3.Türkiye’de Bilişim Teknolojileri Kullanımına İlişkin
Yürütülen İlk Çalışmalar
Türkiye’de
eğitimde teknolojinin kullanımıyla ilgili tartışmalar 1970’li yıllarda
başlamıştır. Bu yıllarda MEB tarafından, okulların teknolojik kaynak
eksikliklerine yönelik değerlendirmeler yapılmıştır. Öte yandan, 1989 yılında
eğitim niteliğinin yükseltilmesini sağlamak amacıyla hazırlanan Altıncı Beş Yıllık Kalkınma Planı ve
1996 yılında hazırlanan Yedinci Beş
Yıllık Kalkınma Planı kapsamında, bilim ve teknolojideki gelişmeler
ışığında öğretim programlarının güncellenmesi gerekliliği belirtilmiştir. MEB tarafından “bilişim çağını yakalamak, bilgi ve
teknoloji toplumu olmak için evrensel düşünen ve ulusal düşünen insanı
yetiştirmek, insanımızın ve toplumumuzun rekabet gücünü sürekli artırmak için
eğitim sistemimizin her kademesini teknolojiyle donatmak” biçiminde belirlenen
hedef doğrultusunda birçok proje uygulamaya konulmuştur. Teknoloji kullanımına
ilişkin geliştirilen bu ilk projelerden bazılarına aşağıda yer verilmiştir.

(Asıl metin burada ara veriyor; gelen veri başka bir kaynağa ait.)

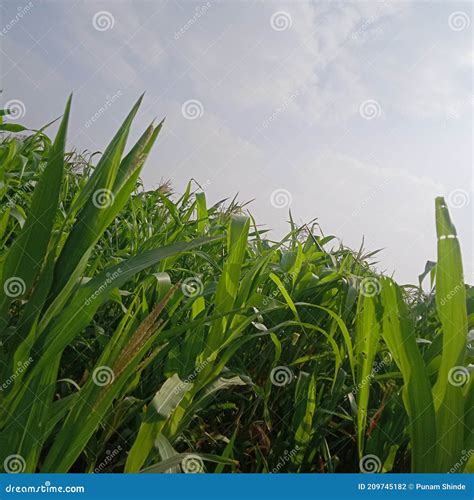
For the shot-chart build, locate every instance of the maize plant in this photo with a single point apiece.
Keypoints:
(146, 331)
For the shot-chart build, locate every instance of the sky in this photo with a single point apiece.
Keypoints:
(357, 114)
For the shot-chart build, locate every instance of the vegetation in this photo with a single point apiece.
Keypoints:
(141, 331)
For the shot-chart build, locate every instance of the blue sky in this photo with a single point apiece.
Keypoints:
(354, 113)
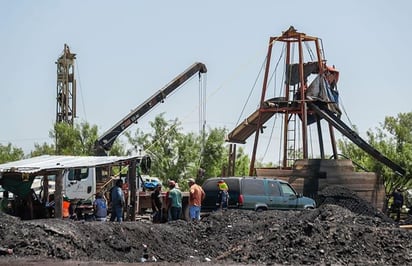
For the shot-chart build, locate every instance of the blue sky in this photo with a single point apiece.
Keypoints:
(127, 50)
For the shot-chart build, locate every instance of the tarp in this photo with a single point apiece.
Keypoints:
(58, 162)
(17, 177)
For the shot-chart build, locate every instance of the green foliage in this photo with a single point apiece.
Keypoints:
(242, 163)
(177, 156)
(78, 140)
(394, 140)
(10, 153)
(42, 149)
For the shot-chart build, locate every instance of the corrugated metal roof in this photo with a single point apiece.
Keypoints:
(55, 162)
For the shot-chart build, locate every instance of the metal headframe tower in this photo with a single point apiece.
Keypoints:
(66, 87)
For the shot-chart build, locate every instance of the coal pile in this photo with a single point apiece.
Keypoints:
(342, 230)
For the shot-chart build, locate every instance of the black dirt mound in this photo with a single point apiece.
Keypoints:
(335, 233)
(342, 196)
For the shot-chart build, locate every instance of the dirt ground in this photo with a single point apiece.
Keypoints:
(343, 230)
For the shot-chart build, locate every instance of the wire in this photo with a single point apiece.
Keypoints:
(250, 93)
(80, 89)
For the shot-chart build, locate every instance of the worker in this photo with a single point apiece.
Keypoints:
(156, 198)
(118, 202)
(4, 203)
(100, 207)
(66, 207)
(174, 201)
(196, 196)
(222, 195)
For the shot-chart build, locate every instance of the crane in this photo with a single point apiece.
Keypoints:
(105, 142)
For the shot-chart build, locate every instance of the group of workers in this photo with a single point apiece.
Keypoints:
(173, 198)
(173, 202)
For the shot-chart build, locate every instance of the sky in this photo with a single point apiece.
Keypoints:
(128, 50)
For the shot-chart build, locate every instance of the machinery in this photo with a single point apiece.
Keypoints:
(105, 141)
(79, 178)
(304, 94)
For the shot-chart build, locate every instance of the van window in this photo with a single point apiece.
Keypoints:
(78, 173)
(273, 188)
(287, 189)
(253, 187)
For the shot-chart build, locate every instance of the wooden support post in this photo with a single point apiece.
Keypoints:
(134, 192)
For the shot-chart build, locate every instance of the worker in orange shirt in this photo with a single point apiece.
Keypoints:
(196, 196)
(66, 207)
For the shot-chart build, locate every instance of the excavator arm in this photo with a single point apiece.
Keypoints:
(105, 141)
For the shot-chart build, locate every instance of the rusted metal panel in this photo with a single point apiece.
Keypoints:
(366, 185)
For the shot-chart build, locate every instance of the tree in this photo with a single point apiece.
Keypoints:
(178, 156)
(10, 153)
(78, 140)
(394, 140)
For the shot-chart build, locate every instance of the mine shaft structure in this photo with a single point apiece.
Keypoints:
(66, 87)
(306, 95)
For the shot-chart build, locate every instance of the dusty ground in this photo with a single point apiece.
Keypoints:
(342, 230)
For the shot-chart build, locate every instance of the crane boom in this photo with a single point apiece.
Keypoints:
(105, 141)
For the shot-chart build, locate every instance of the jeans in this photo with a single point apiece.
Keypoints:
(175, 213)
(194, 212)
(117, 214)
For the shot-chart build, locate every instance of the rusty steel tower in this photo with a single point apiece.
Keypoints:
(66, 87)
(306, 95)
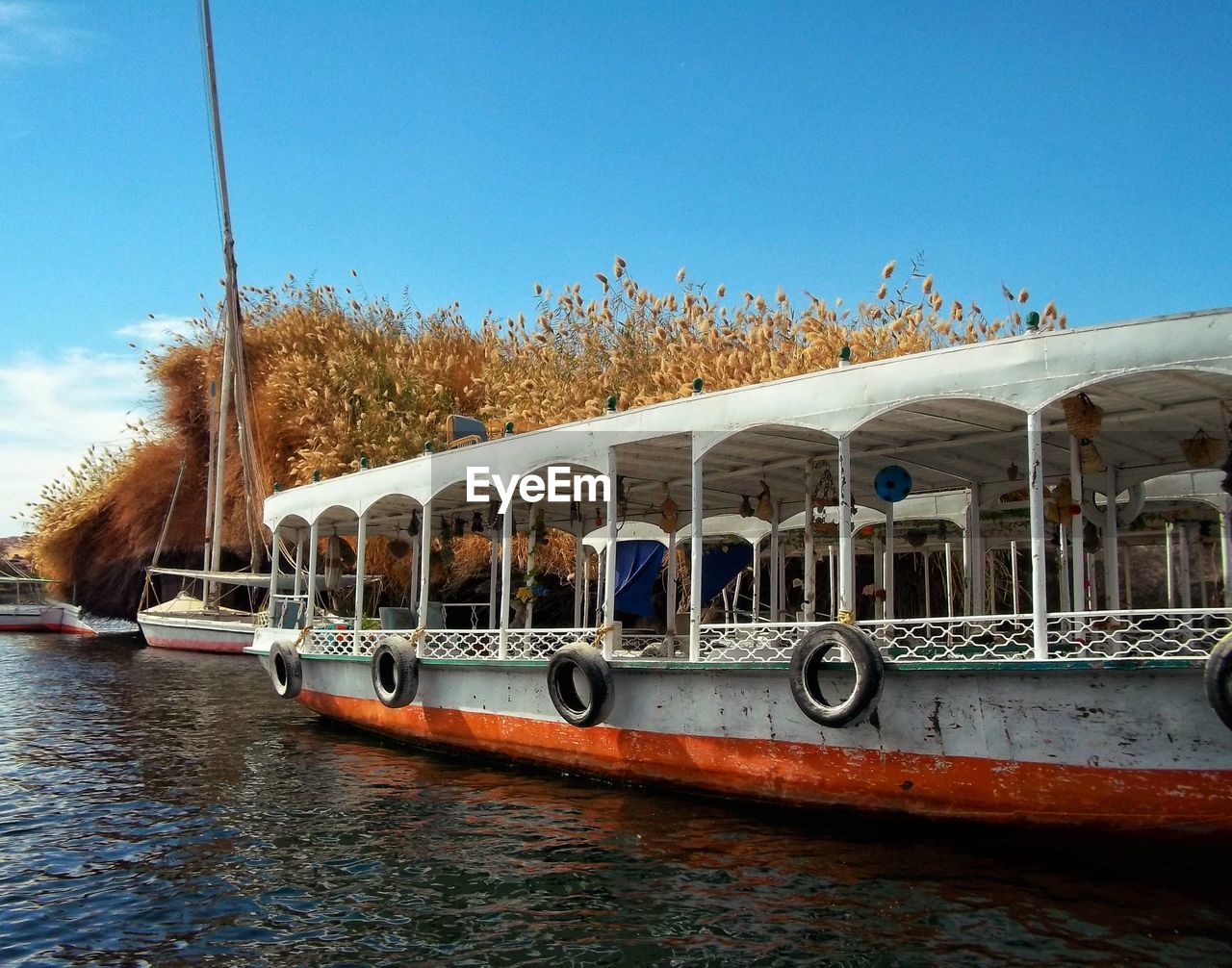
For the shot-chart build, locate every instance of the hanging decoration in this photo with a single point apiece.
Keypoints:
(765, 502)
(892, 483)
(1061, 509)
(333, 563)
(1083, 417)
(669, 513)
(1090, 460)
(1200, 449)
(398, 547)
(826, 494)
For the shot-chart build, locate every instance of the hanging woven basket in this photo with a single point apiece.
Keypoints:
(1083, 417)
(398, 548)
(1201, 449)
(1090, 458)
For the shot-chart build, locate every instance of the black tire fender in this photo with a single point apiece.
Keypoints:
(808, 660)
(396, 672)
(1218, 678)
(579, 682)
(286, 670)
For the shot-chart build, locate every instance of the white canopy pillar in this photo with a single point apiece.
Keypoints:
(425, 562)
(299, 554)
(1078, 558)
(949, 580)
(493, 579)
(1064, 568)
(672, 594)
(1013, 577)
(1039, 549)
(879, 574)
(531, 540)
(757, 579)
(273, 572)
(809, 560)
(506, 579)
(1112, 557)
(1226, 554)
(967, 559)
(889, 562)
(577, 573)
(698, 544)
(847, 540)
(775, 571)
(978, 586)
(1169, 563)
(1187, 591)
(585, 588)
(610, 560)
(834, 584)
(311, 606)
(361, 540)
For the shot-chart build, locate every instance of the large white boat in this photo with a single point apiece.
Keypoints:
(27, 606)
(1030, 690)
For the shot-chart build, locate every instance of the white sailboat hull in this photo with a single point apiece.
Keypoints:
(43, 617)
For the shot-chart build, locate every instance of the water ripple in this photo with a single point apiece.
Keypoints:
(162, 808)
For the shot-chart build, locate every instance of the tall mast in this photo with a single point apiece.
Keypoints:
(231, 304)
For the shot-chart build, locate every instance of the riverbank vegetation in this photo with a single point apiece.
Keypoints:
(335, 378)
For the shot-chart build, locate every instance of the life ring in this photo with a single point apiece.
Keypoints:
(579, 682)
(808, 660)
(1218, 678)
(1125, 516)
(396, 672)
(286, 670)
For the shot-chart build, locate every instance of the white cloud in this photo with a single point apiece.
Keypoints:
(159, 329)
(34, 34)
(52, 409)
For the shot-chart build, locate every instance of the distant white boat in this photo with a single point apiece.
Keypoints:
(26, 606)
(186, 622)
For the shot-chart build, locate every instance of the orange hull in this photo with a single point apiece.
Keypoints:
(955, 787)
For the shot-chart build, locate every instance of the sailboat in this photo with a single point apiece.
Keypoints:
(203, 615)
(27, 606)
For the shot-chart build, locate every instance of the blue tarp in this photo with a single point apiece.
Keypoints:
(718, 567)
(639, 560)
(637, 567)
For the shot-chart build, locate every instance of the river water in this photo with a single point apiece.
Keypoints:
(166, 808)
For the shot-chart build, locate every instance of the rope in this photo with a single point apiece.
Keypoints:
(300, 637)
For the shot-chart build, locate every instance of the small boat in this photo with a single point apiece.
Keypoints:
(1040, 681)
(201, 621)
(26, 605)
(185, 621)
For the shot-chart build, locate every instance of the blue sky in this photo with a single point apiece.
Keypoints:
(466, 150)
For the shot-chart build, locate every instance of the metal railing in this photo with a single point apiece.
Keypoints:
(1140, 633)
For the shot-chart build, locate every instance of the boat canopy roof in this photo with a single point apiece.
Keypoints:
(250, 579)
(953, 418)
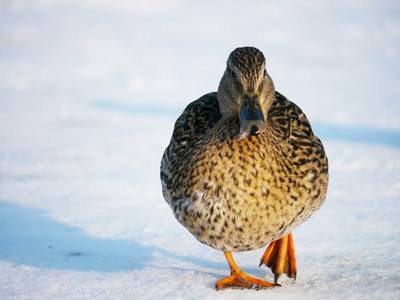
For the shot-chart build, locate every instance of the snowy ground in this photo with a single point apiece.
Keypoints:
(89, 92)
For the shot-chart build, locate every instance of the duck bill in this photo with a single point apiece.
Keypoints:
(252, 119)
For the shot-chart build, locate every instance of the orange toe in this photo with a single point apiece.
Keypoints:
(280, 257)
(239, 279)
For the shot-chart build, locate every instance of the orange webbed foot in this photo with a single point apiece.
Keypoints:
(280, 257)
(239, 279)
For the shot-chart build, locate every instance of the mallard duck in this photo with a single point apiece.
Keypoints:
(243, 169)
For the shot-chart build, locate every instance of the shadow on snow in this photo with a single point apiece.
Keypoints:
(28, 237)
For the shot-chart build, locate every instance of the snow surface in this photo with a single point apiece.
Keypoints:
(89, 92)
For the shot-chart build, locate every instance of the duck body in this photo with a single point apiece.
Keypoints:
(244, 169)
(238, 194)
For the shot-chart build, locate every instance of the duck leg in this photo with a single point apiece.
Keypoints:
(280, 257)
(239, 279)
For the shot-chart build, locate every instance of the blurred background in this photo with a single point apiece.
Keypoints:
(338, 60)
(89, 93)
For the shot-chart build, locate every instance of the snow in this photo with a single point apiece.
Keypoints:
(89, 92)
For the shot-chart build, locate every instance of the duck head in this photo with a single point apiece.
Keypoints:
(246, 91)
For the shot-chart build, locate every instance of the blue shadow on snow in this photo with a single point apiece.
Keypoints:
(28, 237)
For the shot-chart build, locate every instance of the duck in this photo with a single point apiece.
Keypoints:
(243, 169)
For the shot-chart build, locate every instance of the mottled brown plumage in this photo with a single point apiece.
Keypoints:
(243, 167)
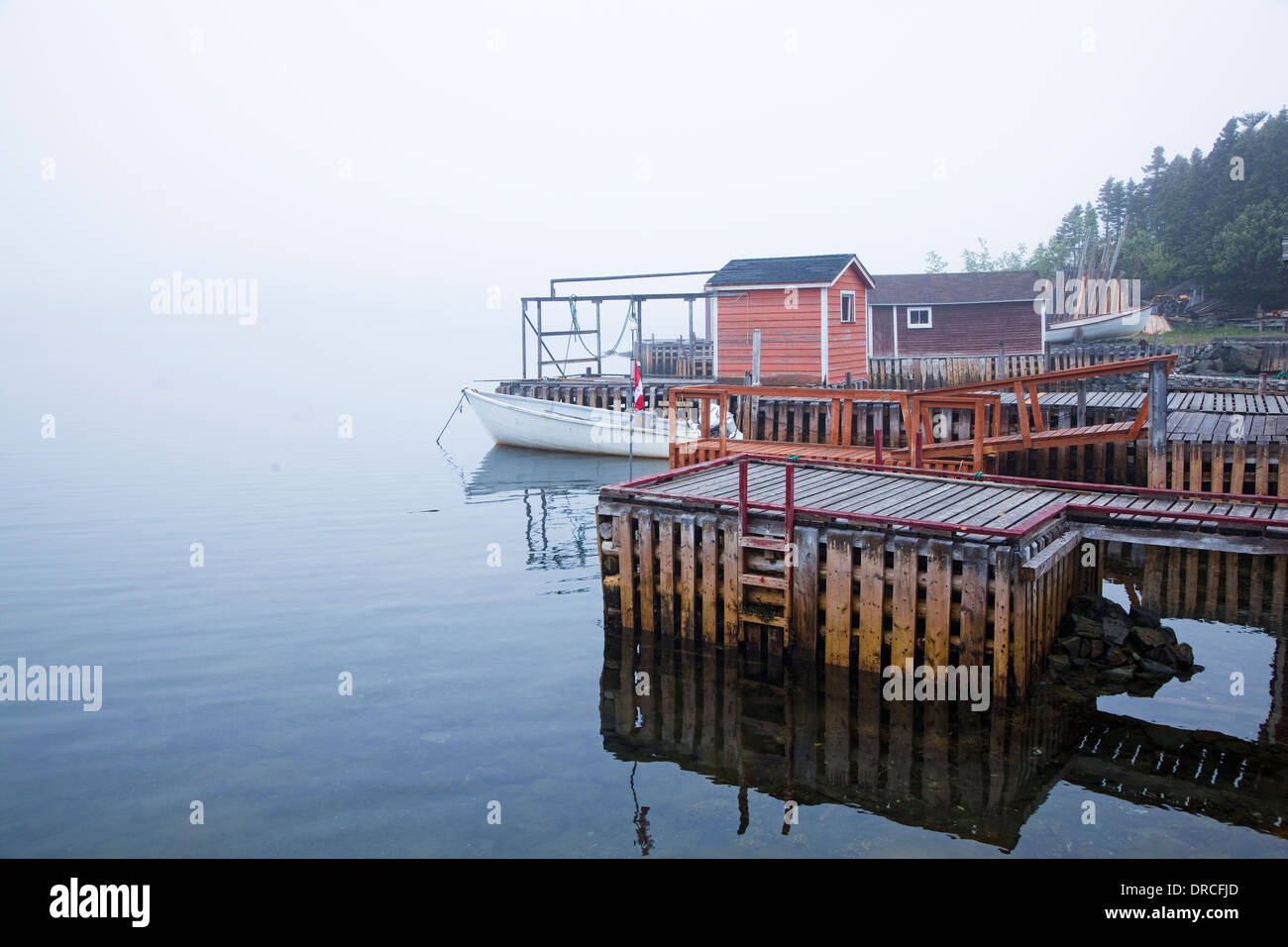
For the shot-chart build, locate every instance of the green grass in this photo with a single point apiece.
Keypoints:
(1199, 335)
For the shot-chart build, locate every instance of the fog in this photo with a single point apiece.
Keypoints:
(384, 170)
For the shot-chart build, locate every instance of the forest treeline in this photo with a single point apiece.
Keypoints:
(1216, 219)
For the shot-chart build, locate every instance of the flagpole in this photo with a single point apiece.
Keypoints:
(630, 462)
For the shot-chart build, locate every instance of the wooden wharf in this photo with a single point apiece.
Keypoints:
(870, 567)
(823, 737)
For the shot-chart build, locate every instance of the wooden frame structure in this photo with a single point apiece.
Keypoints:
(871, 566)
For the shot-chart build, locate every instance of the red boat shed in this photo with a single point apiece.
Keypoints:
(810, 311)
(914, 315)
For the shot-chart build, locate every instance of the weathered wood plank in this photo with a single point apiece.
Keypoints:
(840, 591)
(905, 600)
(871, 600)
(708, 577)
(939, 591)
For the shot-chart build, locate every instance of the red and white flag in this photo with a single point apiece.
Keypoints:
(639, 385)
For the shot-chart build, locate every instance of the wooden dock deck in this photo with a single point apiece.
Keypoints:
(871, 566)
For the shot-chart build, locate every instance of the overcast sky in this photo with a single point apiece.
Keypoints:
(382, 163)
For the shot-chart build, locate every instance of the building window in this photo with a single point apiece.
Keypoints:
(918, 317)
(846, 307)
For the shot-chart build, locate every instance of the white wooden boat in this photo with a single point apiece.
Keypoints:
(1115, 325)
(550, 425)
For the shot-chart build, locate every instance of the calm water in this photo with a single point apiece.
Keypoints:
(477, 682)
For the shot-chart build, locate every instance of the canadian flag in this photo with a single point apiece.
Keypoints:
(639, 385)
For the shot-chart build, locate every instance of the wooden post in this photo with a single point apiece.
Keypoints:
(692, 351)
(1158, 424)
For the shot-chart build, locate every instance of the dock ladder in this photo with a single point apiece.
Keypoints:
(759, 612)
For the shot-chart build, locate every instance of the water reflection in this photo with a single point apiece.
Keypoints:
(558, 532)
(818, 737)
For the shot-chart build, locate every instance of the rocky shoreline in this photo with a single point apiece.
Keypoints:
(1104, 650)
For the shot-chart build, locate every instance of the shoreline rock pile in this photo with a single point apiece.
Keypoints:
(1103, 650)
(1224, 359)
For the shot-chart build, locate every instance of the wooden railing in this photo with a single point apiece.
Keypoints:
(677, 359)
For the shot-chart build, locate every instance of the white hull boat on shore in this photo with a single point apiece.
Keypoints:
(1113, 325)
(550, 425)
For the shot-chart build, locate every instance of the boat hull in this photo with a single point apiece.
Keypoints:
(1115, 325)
(550, 425)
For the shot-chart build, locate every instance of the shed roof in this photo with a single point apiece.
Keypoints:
(944, 289)
(786, 270)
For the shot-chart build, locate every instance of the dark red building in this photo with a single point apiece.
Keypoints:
(953, 313)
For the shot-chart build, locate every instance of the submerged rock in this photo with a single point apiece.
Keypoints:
(1103, 650)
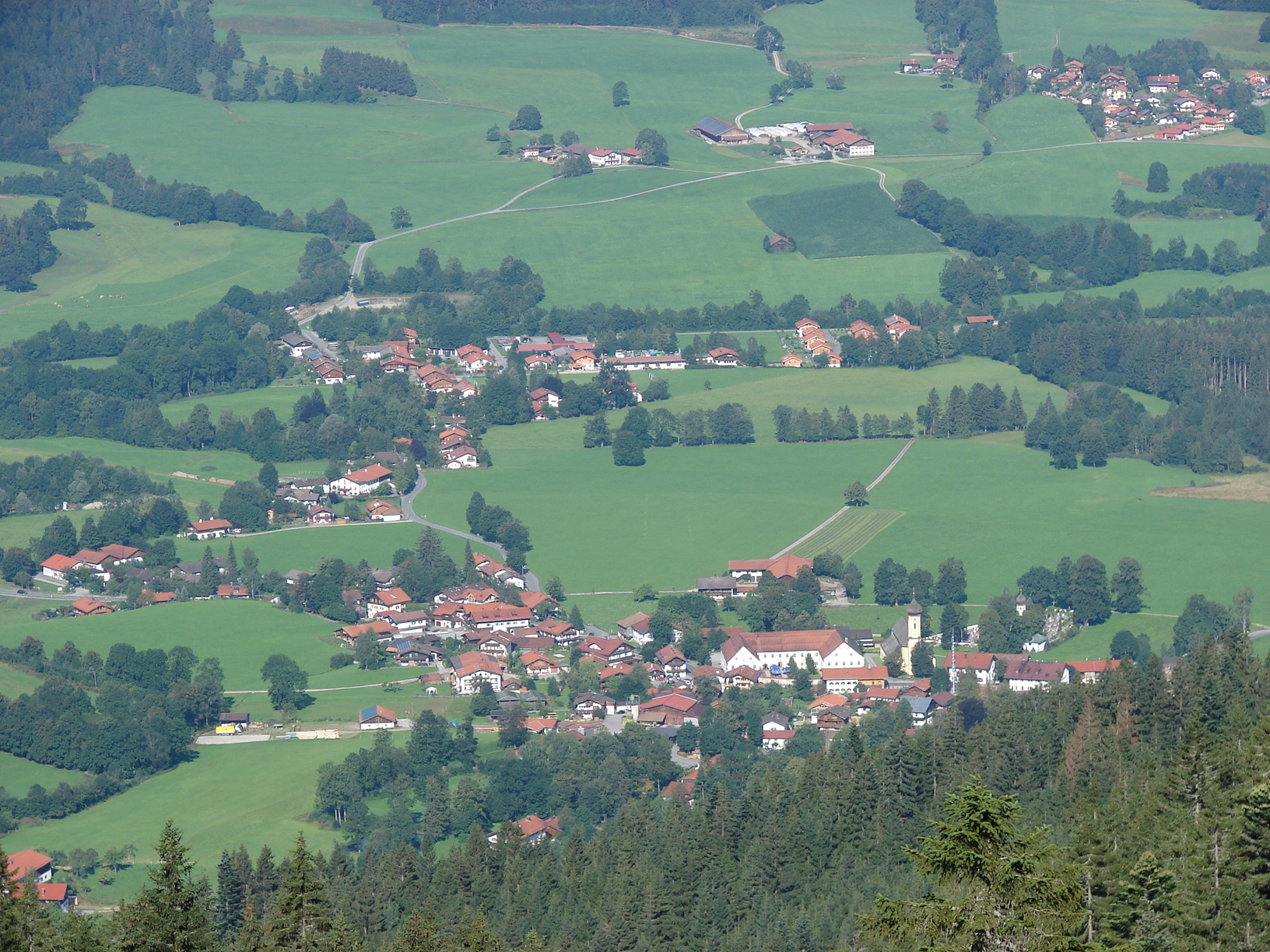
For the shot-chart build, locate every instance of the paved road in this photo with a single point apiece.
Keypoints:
(531, 580)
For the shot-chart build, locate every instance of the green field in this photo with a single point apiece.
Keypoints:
(847, 534)
(305, 548)
(14, 681)
(240, 634)
(18, 775)
(844, 222)
(162, 464)
(251, 793)
(132, 269)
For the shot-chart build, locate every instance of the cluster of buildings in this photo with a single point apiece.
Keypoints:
(30, 870)
(813, 341)
(940, 65)
(1174, 114)
(800, 138)
(598, 158)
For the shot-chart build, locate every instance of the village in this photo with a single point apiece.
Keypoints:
(1157, 102)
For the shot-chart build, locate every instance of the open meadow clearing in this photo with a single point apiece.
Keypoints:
(18, 775)
(240, 634)
(162, 464)
(305, 548)
(251, 793)
(132, 269)
(847, 221)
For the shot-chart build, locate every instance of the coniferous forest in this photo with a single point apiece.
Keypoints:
(1151, 789)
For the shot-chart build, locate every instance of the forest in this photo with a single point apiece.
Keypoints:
(145, 707)
(1151, 793)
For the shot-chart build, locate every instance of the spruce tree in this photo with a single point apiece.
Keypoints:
(173, 913)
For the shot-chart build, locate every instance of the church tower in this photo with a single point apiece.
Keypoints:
(914, 635)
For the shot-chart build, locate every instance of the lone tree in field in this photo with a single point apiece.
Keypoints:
(628, 450)
(769, 40)
(402, 217)
(526, 118)
(652, 148)
(996, 886)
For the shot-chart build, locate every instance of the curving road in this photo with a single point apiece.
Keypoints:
(883, 475)
(531, 580)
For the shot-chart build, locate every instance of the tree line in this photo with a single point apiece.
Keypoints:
(145, 707)
(763, 845)
(1005, 250)
(728, 424)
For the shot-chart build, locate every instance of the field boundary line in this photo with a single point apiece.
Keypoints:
(883, 475)
(851, 532)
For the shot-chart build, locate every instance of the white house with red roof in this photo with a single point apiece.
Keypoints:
(56, 566)
(765, 650)
(472, 669)
(363, 481)
(388, 600)
(210, 528)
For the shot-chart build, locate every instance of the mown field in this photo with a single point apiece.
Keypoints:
(251, 793)
(305, 548)
(18, 775)
(162, 464)
(240, 634)
(132, 269)
(848, 221)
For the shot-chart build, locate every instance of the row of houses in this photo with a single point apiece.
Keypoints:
(799, 138)
(598, 158)
(940, 65)
(1173, 114)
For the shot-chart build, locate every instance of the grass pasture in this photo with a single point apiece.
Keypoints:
(18, 775)
(305, 548)
(848, 221)
(14, 681)
(240, 634)
(132, 269)
(251, 793)
(847, 534)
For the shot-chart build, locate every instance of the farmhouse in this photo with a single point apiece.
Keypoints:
(363, 481)
(380, 628)
(721, 357)
(496, 614)
(824, 648)
(472, 669)
(717, 586)
(386, 600)
(210, 528)
(89, 606)
(847, 681)
(1026, 674)
(380, 510)
(669, 362)
(719, 131)
(787, 566)
(56, 566)
(377, 719)
(675, 707)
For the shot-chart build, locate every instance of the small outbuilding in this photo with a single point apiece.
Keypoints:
(377, 719)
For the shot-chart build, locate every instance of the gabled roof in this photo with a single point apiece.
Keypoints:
(369, 474)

Bilgisayar Deneme Okulu (BDO) ve Bilgisayar Laboratuar Okulu (BLO) Projeleri
Dünya Bankası desteği ile yürütülen Millî Eğitimi Geliştirme Projesi kapsamında, bilgisayar destekli
eğitimin ve bilgisayar eğitiminin yaygınlaştırılması amacıyla iki alt proje
gerçekleştirilmiştir.
Bilgisayar Deneme Okulu
Projesi (BDO) kapsamında;
14 Genel Lise, 24 Süper Lise ve 15 Anadolu Lisesine, Bilgisayar Laboratuar Okulu Projesi (BLO) kapsamında ise;
İlköğretim, Ortaöğretim ve Öğretmen Yetiştirme ve Eğitimi Genel Müdürlüğüne
bağlı okullara bilgisayar laboratuarları kurulmuştur. Proje okullarında
bilgisayar laboratuarlarının kullanımı, haftada 20 saat bilgisayar eğitimi, 10
saat bilgisayar destekli eğitim, 10 saat ise serbest kullanım olarak
belirlenmiştir. Projenin yürütüldüğü okullarda görevli olan öğretmenler
bilgisayar okuryazarlık eğitimine alınmıştır. Her okuldan bir ya da iki
öğretmene bilgisayar formatörlük eğitimi verilmiştir. Ayrıca ders saatleri
dışında okulda bilgisayar okuryazarlığı kurslarının
verilmesinin sağlanması amacıyla, gerekli planlamayı yapmaları için okul
yöneticileri görevlendirilmiştir [14].
Müfredat
Laboratuar Okulları (MLO) Projesi
Müfredat Laboratuar Okulları (MLO), geliştirilen öğretim programlarının, yeni
eğitim-öğretim ve yönetim yaklaşımlarının sistem geneline
yaygınlaştırılmasından önce denendiği ve teknolojik gelişmelerin eğitime
yansıtıldığı okullar olarak tanımlanmıştır. Bu proje kapsamında, 23 ilde her türlü
teknoloji olanağına sahip müfredat laboratuar okulları açılmıştır. Bu okulların
147 tanesi İlköğretim Okulu, 53 tanesi Anadolu Lisesi ve Genel Lise, 8 tanesi
ise Anadolu Öğretmen Lisesidir. Bu okullara bir bilgisayar laboratuarı kurulmuş
olup, gereksinimler doğrultusunda teknolojik kaynaklar da sağlanmıştır [15].
World Links
Projesi
World Links Projesi, bilişim teknolojilerinin eğitim
ortamlarında kullanımını yaygınlaştırmak amacıyla MEB Eğitim Teknolojileri
Genel Müdürlüğü ve Dünya Bankası Ekonomik Gelişme Kurumu (EDI) ortaklığında, Dünya Bağlantıları Gelişim Programı
çerçevesinde, Bilgi Sistemleri Yönetimi Daire Başkanlığı İnternet Hizmetleri
Şubesi tarafından gerçekleştirilmiştir.
1998 yılından itibaren 15 ildeki 22 okulda pilot uygulama olarak
başlatılan, ülkemizin de içinde yer aldığı 25 ülkenin katıldığı uluslararası bu
projede, her ilden birer proje merkezi okulu seçilmiş olup, çevre okulların da
bu okullara bağlı kardeş okul olarak yer
alarak, proje kapsamındaki okul sayısının hızla arttırılması hedeflenmiştir. Bu proje aracılığıyla öğretmen ve öğrencilere; projeye
dayalı öğrenme, interneti kullanarak işbirlikli öğrenme ve diğer okullarla birlikte
ortak internet projeleri gerçekleştirme yollarının öğretilmesi hedeflenmiştir [14].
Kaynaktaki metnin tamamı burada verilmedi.